Les vers géants d’Australie
Karmai, le plus long ver de terre du monde, est menacé d’extinction. Son aire de répartition est limitée à un petit territoire au sud-est de la capitale australienne, Melbourne, que les organisations écologiques souhaitent faire reconnaître comme réserve naturelle. Un musée d’histoire naturelle, construit en forme de ver évidemment, milite lui aussi en faveur de ce pauvre animal.
Une fête en l’honneur des vers géants
Cet habitant du sol doit sa popularité surtout au Festival de Karmai qui a lieu chaque année en mars dans la petite ville victorienne de Korumburra.
Une vie de cent mètres
La star australienne des vers n’a pas la vie facile. En tout cas, c’est ce que les deux amis de Karmai, Tony Zoanetti et John Matthews, font sentir de façon saisissante aux visiteurs de leur musée vermiforme de 100 m de long, situé à proximité de Pinguin-Island. En été, son terrier se réchauffe de façon très désagréable.
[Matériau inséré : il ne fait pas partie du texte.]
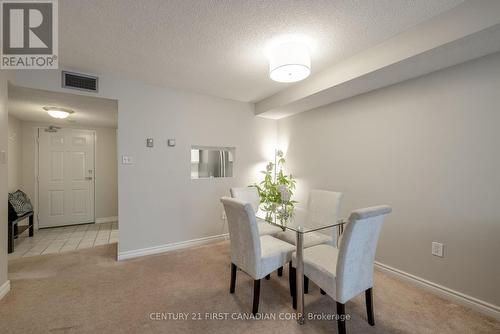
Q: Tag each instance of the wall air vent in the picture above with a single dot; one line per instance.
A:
(79, 81)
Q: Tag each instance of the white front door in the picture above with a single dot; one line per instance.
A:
(65, 177)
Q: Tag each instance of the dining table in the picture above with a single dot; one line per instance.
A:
(298, 222)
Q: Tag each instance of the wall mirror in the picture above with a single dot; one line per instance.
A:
(211, 162)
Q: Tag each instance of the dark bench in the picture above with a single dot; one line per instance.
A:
(15, 229)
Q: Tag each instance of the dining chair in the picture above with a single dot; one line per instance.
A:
(256, 255)
(251, 195)
(347, 271)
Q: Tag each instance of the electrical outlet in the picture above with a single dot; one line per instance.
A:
(437, 249)
(127, 160)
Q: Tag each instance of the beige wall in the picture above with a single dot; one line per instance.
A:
(15, 172)
(428, 147)
(106, 185)
(3, 181)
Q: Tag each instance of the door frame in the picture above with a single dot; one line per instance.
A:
(37, 171)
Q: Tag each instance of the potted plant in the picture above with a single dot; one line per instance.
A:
(276, 190)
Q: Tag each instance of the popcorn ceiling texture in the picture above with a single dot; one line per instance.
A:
(216, 47)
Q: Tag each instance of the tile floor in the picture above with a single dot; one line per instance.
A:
(63, 239)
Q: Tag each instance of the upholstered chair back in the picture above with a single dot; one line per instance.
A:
(323, 207)
(357, 251)
(243, 233)
(247, 194)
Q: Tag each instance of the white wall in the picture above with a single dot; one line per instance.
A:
(15, 154)
(159, 204)
(429, 148)
(106, 169)
(3, 183)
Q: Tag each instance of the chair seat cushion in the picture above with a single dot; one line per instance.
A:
(310, 239)
(267, 229)
(320, 265)
(274, 254)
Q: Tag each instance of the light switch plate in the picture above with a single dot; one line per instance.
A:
(437, 249)
(127, 160)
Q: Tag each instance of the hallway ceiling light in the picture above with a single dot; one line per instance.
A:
(57, 112)
(289, 61)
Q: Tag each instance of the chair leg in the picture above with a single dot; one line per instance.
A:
(31, 226)
(369, 306)
(256, 295)
(341, 319)
(233, 278)
(293, 286)
(10, 237)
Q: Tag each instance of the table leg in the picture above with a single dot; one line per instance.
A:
(300, 278)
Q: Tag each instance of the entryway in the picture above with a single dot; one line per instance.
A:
(67, 168)
(65, 176)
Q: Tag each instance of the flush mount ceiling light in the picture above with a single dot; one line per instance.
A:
(289, 61)
(58, 112)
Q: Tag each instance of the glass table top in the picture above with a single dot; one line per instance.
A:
(297, 222)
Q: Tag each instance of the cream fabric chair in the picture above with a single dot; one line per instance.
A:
(322, 208)
(345, 272)
(256, 255)
(251, 195)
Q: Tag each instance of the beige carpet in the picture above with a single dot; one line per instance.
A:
(87, 291)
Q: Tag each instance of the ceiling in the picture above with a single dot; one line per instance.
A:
(27, 103)
(216, 47)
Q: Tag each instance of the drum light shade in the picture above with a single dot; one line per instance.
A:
(289, 62)
(56, 112)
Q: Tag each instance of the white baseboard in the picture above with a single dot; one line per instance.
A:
(106, 220)
(4, 289)
(170, 247)
(455, 296)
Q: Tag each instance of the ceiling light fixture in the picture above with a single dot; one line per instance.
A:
(58, 112)
(289, 61)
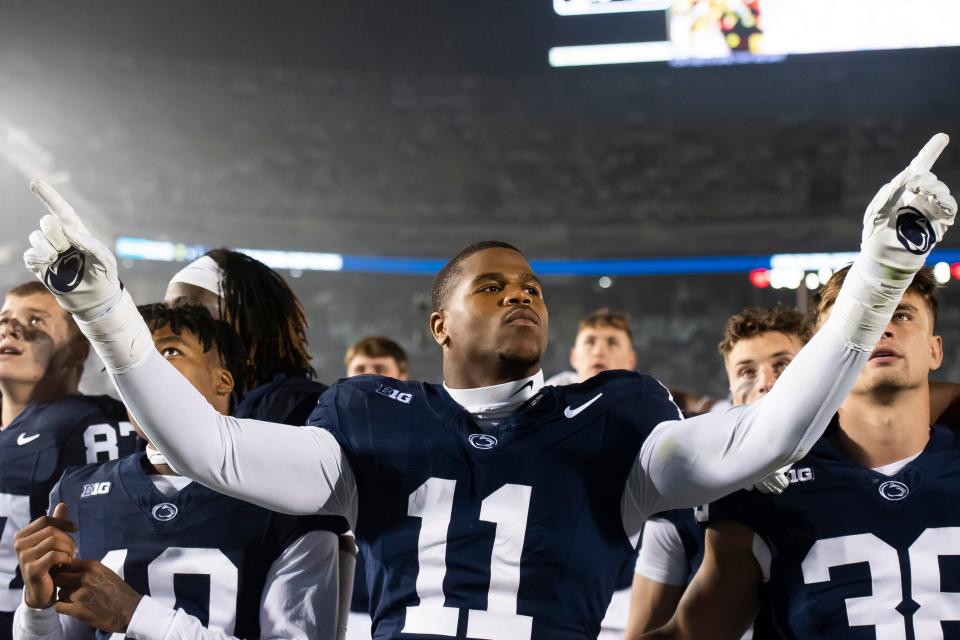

Pour se rafraîchir, le ver trempe sa queue dans les eaux souterraines. En passant par l’intestin du ver, les visiteurs peuvent écouter comme la digestion des végétaux avalés peut être bruyante. Tirer en entier son corps de 3 m de long dans les eaux souterraines fraîches pour un paisible sommeil digestif est un petit tour de force qu’on ne peut exécuter qu’avec des gargouillements bien audibles.
De nombreux dangers
Karmai ne doit se méfier que du puissant bec du Kookaburra, martin-chasseur géant de la famille du martin-pêcheur. L’odeur repoussante du ver géant, qui rappelle un peu celle du pétrole, ne le dérange pas spécialement. Quand on a reniflé une fois Karmai au musée, on comprend bien tous les autres oiseaux qui dédaignent ce long morceau. Le principal danger qui guette ce travailleur de force dans le sol vient de l’homme. Le déboisement des forêts tropicales denses et humides dans lesquelles il se sent le plus à l’aise fait que son « habitation » se réchauffe trop en été et que le niveau des nappes souterraines descend. Les précipitations souvent violentes emportent l’humus parcouru par les vers et les lourdes machines des paysans tassent le sol en dérangeant Karmai. Pour sauver le ver géant, les organisations écologiques militent pour que les derniers coins de forêt du West Gippsland soient reconnus comme réserves animales à son unique intention.
Tout pour Karmai
La population de l’ancienne ville charbonnière de Korrumbura ressent une joie tout enfantine à la carrière éclair de son long travailleur du sol. Une fois par an, à mi-mars, il y a des vers de tous les côtés, dans toutes les vitrines. Des vers en tissu, en plastique ou en papier portent les nouveaux bikinis et font de la publicité pour toutes sortes de délices humains. Et surtout, dans les bars, les hommes doivent s’offrir en l’honneur de Karmai un verre de bière glacée (abrégée « coldie »), la boisson nationale australienne.
La « fièvre du ver » de Korrumbura atteint son point culminant annuel avec le Festival de Karmai. Le carnaval australien qui a lieu à la fin de l’été doit attirer les touristes dans la petite ville sinon tranquille qui a vécu durant des siècles de l’exploitation du charbon. Le ver géant devenu mondialement célèbre pourra peut-être offrir à cette région qui ressemble un peu au canton d’Appenzell des conditions d’existence plus durables qu’à l’époque du charbon.